Nitekim İnanoğlu, korktuğunun başına geldiğini açıkça yazıyor. Arkın'ın İtalyan bir oyuncuyla gittiği bir mekanda olay çıkardığını, kadın oyuncuya tokat attığını, olayın polise intikal ettiğini ve ertesi gün de tüm basına yansıyınca İtalyan yapımcının teklifinden vazgeçtiğini anlatıyor Bay Sinema. Konuya her şerde bir hayır vardır düsturuyla yaklaşmak lazım. Arkın sonrasında çektiği filmlerle dünyada adından bahsettirmeyi başardı zaten. Tekrar ruhu şad olsun. Peki, Arkın alkol sorununu nasıl çözdü? İnanoğlu, bun da şöyle anlatıyor: "Cüneyt'in eşi Betül'ün babası Feyyaz Işıl ünlü bir kimyagerdi. Alkole karşı bir ilaç geliştirmiş. İlacın etkili olması için her gün içilmesi gerekiyormuş. Bunun için eşi Betül, menajeri Leon Sason ve şoförü Yılmaz kendi aralarında görev bölümü yapmıştı. İlacı Londra'daki adamlarım aracılığıyla ben getirtiyordum. Bu üçü de Cüneyt'e çaktırmadan ilacı yiyeceğine içeceğine karıştırıyordu. Cüneyt bu ilaçla yaşıyordu gün boyu. Bu sayede Cüneyt bir yudum bile içemez oldu."
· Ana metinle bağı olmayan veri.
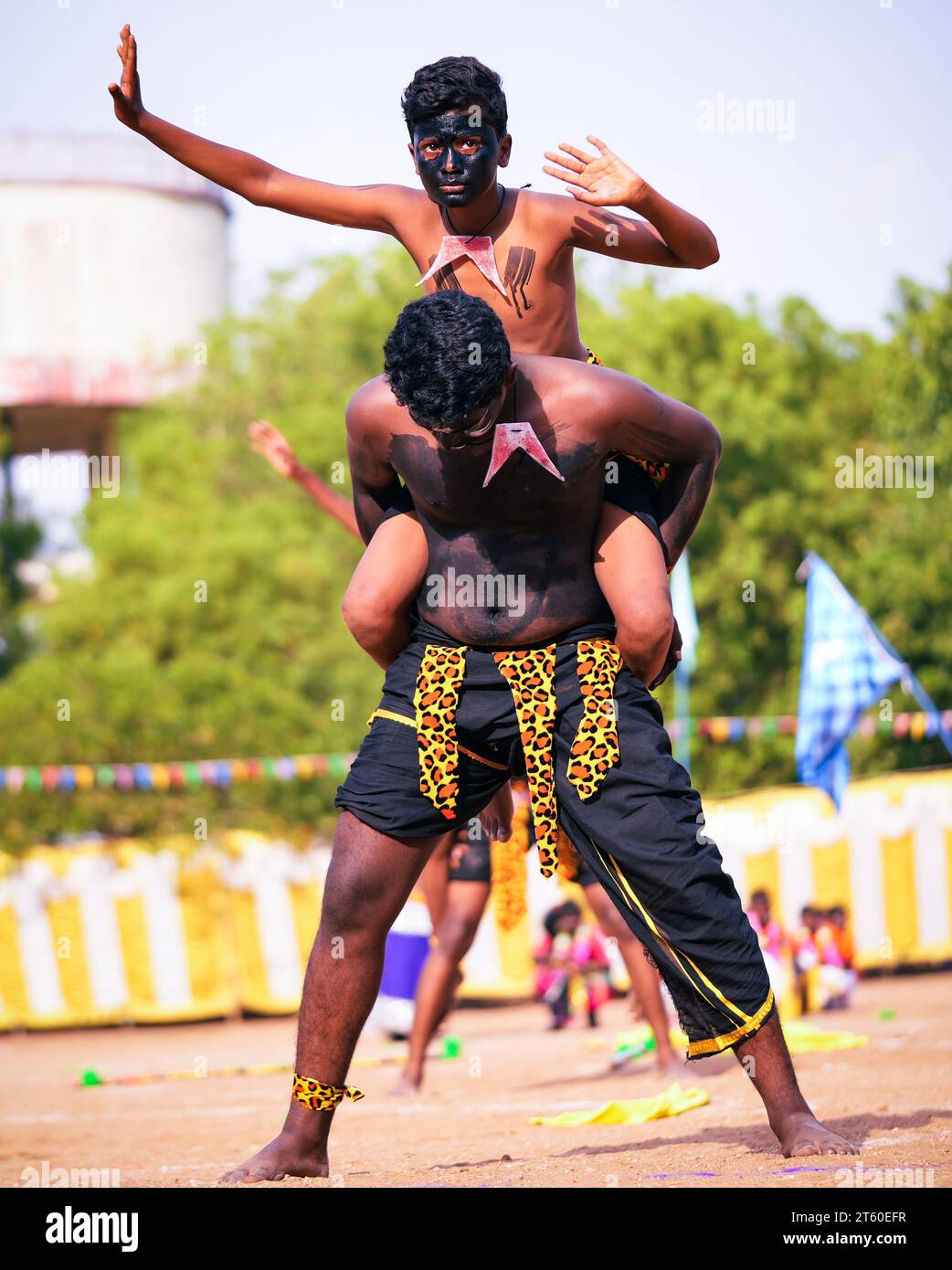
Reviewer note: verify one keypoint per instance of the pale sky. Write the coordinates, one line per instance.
(845, 193)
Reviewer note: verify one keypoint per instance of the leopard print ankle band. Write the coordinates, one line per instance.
(322, 1097)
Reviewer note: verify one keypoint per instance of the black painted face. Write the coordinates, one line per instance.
(456, 160)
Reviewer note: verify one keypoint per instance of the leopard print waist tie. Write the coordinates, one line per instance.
(531, 677)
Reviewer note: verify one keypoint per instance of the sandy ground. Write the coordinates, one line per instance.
(470, 1127)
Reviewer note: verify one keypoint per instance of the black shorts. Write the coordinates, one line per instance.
(475, 863)
(641, 833)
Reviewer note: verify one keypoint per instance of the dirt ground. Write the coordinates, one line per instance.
(470, 1127)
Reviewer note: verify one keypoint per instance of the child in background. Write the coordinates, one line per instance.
(773, 941)
(573, 966)
(835, 947)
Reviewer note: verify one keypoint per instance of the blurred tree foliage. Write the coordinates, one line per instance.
(263, 666)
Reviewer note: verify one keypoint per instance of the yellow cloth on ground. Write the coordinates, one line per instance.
(673, 1101)
(806, 1038)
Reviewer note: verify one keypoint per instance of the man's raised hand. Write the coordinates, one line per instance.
(127, 97)
(600, 181)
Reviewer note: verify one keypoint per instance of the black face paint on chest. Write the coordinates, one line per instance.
(456, 160)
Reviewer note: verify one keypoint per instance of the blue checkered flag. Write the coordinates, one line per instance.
(847, 666)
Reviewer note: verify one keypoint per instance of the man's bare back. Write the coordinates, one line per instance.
(527, 524)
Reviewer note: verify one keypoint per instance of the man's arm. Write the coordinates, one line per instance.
(682, 501)
(375, 482)
(667, 237)
(367, 207)
(639, 420)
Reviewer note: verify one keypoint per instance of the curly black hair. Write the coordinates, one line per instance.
(453, 83)
(447, 355)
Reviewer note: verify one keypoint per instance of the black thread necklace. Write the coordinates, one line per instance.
(450, 220)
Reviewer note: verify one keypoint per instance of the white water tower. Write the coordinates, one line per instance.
(111, 256)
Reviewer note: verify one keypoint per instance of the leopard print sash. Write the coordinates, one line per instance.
(531, 677)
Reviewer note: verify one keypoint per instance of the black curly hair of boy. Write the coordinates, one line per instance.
(447, 355)
(453, 83)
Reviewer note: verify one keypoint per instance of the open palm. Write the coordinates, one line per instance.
(127, 94)
(602, 181)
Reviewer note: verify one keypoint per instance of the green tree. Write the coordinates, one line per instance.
(211, 628)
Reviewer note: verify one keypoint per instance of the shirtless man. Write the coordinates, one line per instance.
(514, 249)
(484, 693)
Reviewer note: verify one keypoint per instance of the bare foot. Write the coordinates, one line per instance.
(802, 1134)
(283, 1157)
(496, 816)
(407, 1085)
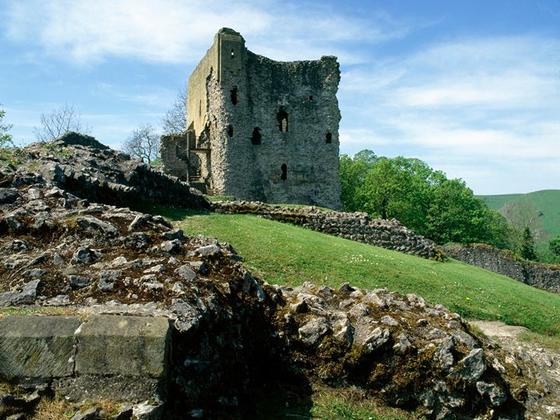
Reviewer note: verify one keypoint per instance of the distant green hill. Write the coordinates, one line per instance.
(540, 210)
(285, 254)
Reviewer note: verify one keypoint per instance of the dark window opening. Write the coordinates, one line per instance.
(233, 94)
(284, 169)
(282, 118)
(256, 137)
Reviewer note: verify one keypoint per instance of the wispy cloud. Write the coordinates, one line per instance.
(478, 102)
(180, 31)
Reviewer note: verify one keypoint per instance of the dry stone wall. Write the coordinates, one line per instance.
(543, 276)
(359, 227)
(90, 170)
(235, 340)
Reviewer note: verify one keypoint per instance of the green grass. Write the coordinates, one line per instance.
(286, 254)
(546, 204)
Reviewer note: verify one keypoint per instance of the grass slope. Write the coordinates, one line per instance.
(547, 202)
(286, 254)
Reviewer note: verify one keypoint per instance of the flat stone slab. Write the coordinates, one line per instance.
(112, 345)
(37, 346)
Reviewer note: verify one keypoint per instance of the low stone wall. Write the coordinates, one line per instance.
(102, 357)
(359, 227)
(543, 276)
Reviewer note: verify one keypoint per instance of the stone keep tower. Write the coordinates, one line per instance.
(259, 129)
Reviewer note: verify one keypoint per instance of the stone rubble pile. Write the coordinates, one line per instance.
(232, 335)
(359, 227)
(83, 166)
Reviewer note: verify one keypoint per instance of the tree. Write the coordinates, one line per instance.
(5, 136)
(554, 246)
(352, 175)
(421, 198)
(59, 122)
(528, 245)
(175, 120)
(143, 144)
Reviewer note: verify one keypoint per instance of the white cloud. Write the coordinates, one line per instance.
(179, 31)
(485, 109)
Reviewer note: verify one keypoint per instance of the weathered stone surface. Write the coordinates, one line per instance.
(37, 346)
(260, 129)
(543, 276)
(140, 350)
(81, 165)
(359, 227)
(232, 333)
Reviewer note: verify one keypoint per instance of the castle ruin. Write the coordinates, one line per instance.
(259, 129)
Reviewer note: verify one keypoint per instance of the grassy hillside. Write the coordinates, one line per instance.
(546, 202)
(286, 254)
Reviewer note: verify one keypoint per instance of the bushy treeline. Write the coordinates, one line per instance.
(421, 198)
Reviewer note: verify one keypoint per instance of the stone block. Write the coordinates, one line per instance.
(112, 345)
(37, 346)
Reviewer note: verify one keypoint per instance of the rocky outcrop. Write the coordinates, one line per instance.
(359, 227)
(81, 165)
(543, 276)
(233, 337)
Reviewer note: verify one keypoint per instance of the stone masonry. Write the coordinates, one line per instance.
(259, 129)
(359, 227)
(543, 276)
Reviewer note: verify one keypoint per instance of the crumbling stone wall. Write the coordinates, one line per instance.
(146, 288)
(543, 276)
(359, 227)
(270, 129)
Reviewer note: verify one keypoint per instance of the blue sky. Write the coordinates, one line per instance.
(471, 87)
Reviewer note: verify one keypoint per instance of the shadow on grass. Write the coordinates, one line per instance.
(172, 213)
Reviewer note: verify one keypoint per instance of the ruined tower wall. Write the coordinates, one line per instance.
(237, 101)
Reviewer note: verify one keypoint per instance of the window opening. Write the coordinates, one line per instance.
(256, 137)
(282, 118)
(233, 94)
(284, 169)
KARAHAN BERLİN'DE AYAKTA ALKIŞLANDI
Devlet Opera ve Balesi Genel Müdürü Tenor Murat Karahan, dünya çapında gururumuz olmaya devam ediyor. Sanatçı, önceki gün 'Turandot Operası' ile Berlin'de ayakta alkışlandı. Karahan'ı, klasik müzik tarihinin efsanelerinden biri olan Zubin Mehta da izledi. Konser öncesi Karahan, Mehta ile çektirdiği fotoğrafı sosyal medyadan paylaştı. Ayrıca Karahan, 13. Uluslararası İstanbul Opera Festivali'nde 20 Temmuz'da 'Tosca' operasıyla sahneye çıkacak. Karahan'ın "Dünyanın gelmiş geçmiş en iyi sopranolarından, en muhteşem Tosca'larından biri" diye lanse ettiği Angela Gheorghiu, temsilde kendisine eşlik edecek.
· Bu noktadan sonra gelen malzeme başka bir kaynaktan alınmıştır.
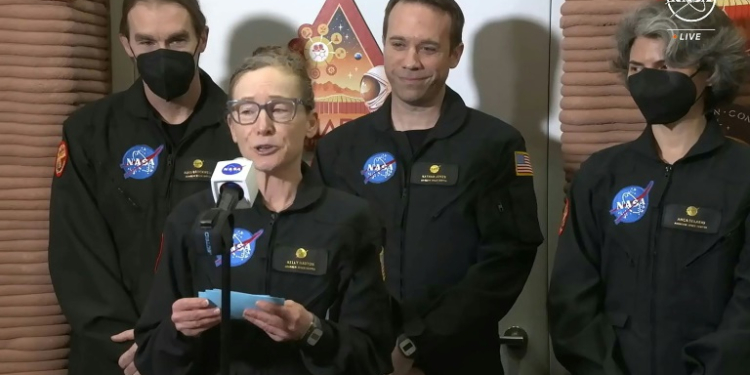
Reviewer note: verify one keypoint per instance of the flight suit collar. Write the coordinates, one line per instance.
(711, 139)
(309, 191)
(209, 110)
(452, 117)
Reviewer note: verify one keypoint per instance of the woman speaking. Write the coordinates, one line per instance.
(334, 319)
(652, 272)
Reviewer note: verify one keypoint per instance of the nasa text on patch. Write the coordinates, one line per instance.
(379, 168)
(194, 169)
(692, 218)
(140, 162)
(434, 174)
(523, 164)
(630, 203)
(243, 247)
(300, 260)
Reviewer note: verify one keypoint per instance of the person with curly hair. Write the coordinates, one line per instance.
(652, 271)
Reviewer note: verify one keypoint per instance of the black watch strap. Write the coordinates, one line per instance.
(314, 333)
(406, 346)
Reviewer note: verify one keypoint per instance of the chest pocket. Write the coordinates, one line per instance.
(299, 273)
(191, 168)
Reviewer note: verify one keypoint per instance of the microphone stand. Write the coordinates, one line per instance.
(219, 223)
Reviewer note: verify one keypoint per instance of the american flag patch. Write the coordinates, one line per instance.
(523, 164)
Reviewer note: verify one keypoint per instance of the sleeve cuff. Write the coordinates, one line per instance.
(325, 350)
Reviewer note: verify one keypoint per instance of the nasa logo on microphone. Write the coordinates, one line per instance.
(140, 162)
(231, 169)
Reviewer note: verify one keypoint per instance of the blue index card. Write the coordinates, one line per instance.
(239, 301)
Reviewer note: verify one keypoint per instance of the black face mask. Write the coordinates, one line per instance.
(167, 73)
(663, 96)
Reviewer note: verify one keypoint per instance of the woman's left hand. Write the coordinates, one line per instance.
(289, 322)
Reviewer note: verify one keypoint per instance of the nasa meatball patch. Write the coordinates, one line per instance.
(140, 162)
(243, 247)
(630, 203)
(379, 168)
(62, 158)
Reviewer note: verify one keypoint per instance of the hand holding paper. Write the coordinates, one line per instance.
(239, 301)
(288, 322)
CAZ VE GASTRONOMİ BİR ARADA
Dalaman'daki bir otelde Gastrojazz temalı bir etkinlik düzenlendi. Müzik ile yemeğin bir arada buluştuğu organizasyonda Ferit Odman, Eylül Ergül, Ozan Musluoğlu, Serdar Barçın, Su İdil gibi caz sanatçıları performans sergilerken ayrıca cazın geçmişi ve kültürü üzerine bir sohbet de gerçekleştirildi. Otel müdürü Tunç Batum, önümüzdeki haftalarda Türk-Yunan mutfağını ve müziğini bir araya getiren 'İki Yaka Bir Mutfak' adlı etkinlik gerçekleştirileceğini söyledi.